Luis Balladarez
Coffee Producer / Dry Mill & Exporter
Luis Alberto Balladarez
Nicaragua / Nueva Segovia
ルイス・アルベルト・バヤダレスは、ニカラグア北部のヌエバ・セゴビア県で、 ラ・ベンディシオンをはじめとする複数の農園と、 精製・輸出施設「ベネフィシオ・ラス・セゴビアス」を 家族とともに運営するコーヒー生産者です。
長年にわたり、周辺生産者のコーヒーを乾燥、選別し、 世界へ送り出してきた経験を持ち、 自身の農園からもCup of Excellenceで複数回上位に入る コーヒーを生み出してきました。
セルジオから紹介されたラス・セゴビアス
BOOKyourCOFFEEがルイスと初めて出会ったのは、2007年です。
その前年の2006年、ニカラグアCup of Excellenceの審査員として 参加した際に、セルジオ・オルテスと出会いました。
翌2007年、セルジオの農園に滞在していた際、 「良いコーヒーの生産者とつながりたいなら」と紹介されたのが、 ルイス・バヤダレスでした。
当時のルイスは、まだ自らスペシャルティコーヒーを生産する 農園主ではありませんでした。
農園からコーヒーを預かり、乾燥、選別、保管、輸出までを担う 「ベネフィシオ・ラス・セゴビアス」の経営者として、 多くの生産者と仕事をしていました。
複数の処理場を訪問し、集まるコーヒーの品質、 ロットの選択肢、施設の清潔さ、仕事の丁寧さを確認したうえで、 私たちはラス・セゴビアスを輸出のパートナーに選びました。
父の乾燥場から始まった仕事
ルイスがコーヒーの仕事に携わり始めたのは、 ニカラグアの内戦が終わり、 疎開先だったホンジュラスから帰国した後です。

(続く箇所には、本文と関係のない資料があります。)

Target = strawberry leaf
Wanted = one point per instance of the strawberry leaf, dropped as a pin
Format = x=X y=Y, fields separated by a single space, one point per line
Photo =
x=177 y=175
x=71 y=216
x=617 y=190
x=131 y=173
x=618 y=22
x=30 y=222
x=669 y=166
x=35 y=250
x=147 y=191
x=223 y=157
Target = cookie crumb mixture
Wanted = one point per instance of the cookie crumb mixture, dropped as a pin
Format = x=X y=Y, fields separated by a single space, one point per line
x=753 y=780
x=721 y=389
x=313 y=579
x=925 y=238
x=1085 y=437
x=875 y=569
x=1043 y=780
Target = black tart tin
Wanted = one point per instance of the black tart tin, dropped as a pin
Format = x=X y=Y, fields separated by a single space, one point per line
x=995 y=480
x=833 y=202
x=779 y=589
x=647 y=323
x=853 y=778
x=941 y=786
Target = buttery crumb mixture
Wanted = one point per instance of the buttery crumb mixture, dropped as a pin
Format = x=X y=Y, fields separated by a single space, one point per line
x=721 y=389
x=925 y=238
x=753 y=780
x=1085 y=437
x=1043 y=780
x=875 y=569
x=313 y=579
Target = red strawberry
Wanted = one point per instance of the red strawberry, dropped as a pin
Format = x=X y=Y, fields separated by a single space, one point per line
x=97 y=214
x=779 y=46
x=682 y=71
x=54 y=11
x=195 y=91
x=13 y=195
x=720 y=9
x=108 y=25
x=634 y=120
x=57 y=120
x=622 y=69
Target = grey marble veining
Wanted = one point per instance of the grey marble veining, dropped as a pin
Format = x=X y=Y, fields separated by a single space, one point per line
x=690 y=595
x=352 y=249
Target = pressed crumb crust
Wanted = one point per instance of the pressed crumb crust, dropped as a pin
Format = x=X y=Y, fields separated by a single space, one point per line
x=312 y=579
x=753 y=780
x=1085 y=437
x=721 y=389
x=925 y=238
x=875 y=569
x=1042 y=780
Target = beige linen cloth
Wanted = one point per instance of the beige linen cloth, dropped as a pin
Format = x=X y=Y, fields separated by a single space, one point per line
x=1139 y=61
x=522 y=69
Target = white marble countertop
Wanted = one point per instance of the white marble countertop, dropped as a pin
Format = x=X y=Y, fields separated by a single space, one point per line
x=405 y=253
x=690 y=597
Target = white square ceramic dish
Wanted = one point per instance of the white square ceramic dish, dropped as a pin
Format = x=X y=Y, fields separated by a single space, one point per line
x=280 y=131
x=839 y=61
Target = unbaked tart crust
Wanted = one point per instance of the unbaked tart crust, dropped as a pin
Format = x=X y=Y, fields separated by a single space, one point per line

父が経営していたコーヒー乾燥場を手伝い、 農園から届いたコーヒーを乾燥させ、 輸出できる状態へ仕上げる仕事を学びました。
その約13年後に独立し、自らの乾燥場を設立します。 それが、現在のベネフィシオ・ラス・セゴビアスへと発展しました。
ラス・セゴビアスでは、乾燥を終えたパーチメントコーヒーの脱穀、 欠点豆や異物の除去、選別、カッピング、保管、 輸出準備までを行ってきました。
農園で収穫されたチェリーが、どのようにグリーンコーヒーとなり、 どのような状態で海外へ送り出されるのか。 ルイスは、その一連の工程を長年見続けてきた人物です。
精製を担う立場から、生産者へ
ルイスと出会った2007年私たちは、多くのコーヒーを扱い、品質を見極める経験を持つ彼に、 自らもスペシャルティコーヒーを生産してみてはどうかと伝えました。
ルイスはその言葉を受け、ほどなくして農園を購入し、 自らコーヒーの生産を始めました。
もちろん私たちも翌年2008年からコーヒーの買い付けを始めました。
最初は農園をしていませんでしたが、 乾燥場を経営するうえで、 もっとコーヒーのことを知る必要があると感じました。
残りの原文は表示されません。